How it all came about.
I made this garden spontaneously (though I began planning it in my head weeks ago).
It all started Sunday morning when I went to the local farmers market and noticed that their herbs had been marked down from $2.50 to $1 each. Hmmmm I thought -- this is my chance to start an herb garden, why not buy 10 of these to get started.
Then my mind started vigorously racing & planning. From previous calculating, I already knew where & what size I wanted my herb garden to be. I checked my Memorial Day Weekend Home Depot sales flyer, and there they were -- soil & landscape timber on sale. Off I went to purchase.
9.5 bags 1 c. ft. Scott's Garden Soil (Memorial weekend sale)= $24
9.5 bags Generic Top Soil (Memorial weekend sale)= $10
1 box 4" nails = $4
24 herb plants, $1 each (clearance sale @ Farmers Market) = $24
Wire fencing: Already owned (bought at yard sale, used about $1 worth)
Estimated Tax Paid: $3
TOTAL PRICE: $90 Construction notes:
*I made two 3' X 8' raised beds from my landscape timber boards (I had 4 2' pieces leftover from which I made an extra 2X2 bed). I was thinking about making these beds 4' wide but thought it would require a little too much bending, so I settled with the 3 foot width. I used my nails to hold them together.

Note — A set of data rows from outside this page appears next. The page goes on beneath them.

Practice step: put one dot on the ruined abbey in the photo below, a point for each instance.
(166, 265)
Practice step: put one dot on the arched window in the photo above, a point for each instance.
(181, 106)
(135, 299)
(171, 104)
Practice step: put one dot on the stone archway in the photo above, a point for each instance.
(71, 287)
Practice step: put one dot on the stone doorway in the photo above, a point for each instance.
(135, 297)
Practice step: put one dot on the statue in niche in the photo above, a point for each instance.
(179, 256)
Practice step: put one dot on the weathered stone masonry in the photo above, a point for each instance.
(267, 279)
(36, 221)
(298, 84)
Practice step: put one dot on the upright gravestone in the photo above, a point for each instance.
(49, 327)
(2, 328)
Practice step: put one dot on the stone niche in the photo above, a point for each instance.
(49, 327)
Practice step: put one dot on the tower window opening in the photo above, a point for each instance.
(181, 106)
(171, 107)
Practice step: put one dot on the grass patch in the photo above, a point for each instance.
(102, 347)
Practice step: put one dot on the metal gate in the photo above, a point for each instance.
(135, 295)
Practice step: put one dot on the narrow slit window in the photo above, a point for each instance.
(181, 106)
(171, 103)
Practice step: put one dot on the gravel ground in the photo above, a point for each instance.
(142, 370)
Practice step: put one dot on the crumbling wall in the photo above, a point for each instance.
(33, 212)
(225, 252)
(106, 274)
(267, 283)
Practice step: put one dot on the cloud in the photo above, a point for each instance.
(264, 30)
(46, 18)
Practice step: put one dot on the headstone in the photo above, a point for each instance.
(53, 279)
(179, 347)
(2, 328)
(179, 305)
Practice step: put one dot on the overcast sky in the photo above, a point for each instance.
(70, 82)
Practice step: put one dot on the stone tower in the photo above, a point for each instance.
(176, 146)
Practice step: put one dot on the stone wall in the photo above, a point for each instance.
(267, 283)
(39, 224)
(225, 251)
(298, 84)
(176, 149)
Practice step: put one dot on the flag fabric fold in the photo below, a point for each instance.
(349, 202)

*Yes I'm cheap, so I mixed 50%-50% my decent Scott's Garden Soil with a bag of generic Top Soil. I combined them together in a wheel barrow using a hoe. I'm happy with this mix - time shall tell with the results.
*As mentioned earlier, our local farmers market started marking down their leftover herb plants. They were $2.50 each just a few weeks back and now they are all just $1. Seeing that they are all mostly still healthy looking, I loaded up by buying $24 herb plants - mostly perennials but a few annuals such as chamomile, dill & basil.
*Using careful calculations and some basic internet research (height, spacing etc.), I planned & diagrammed the garden accordingly with taller plants farthest from the sun (to prevent sun blockage to lower lying plants). I cut my caging to appropriate sizes to act as barriers/mini trellises.
From start to finish (mid-day Sunday to mid-day Tuesday) it took about 2 afternoons of working in 90 to 98 degree heat. Here is the end result:
Not bad for $90, dontcha think? I will post updates on the progress.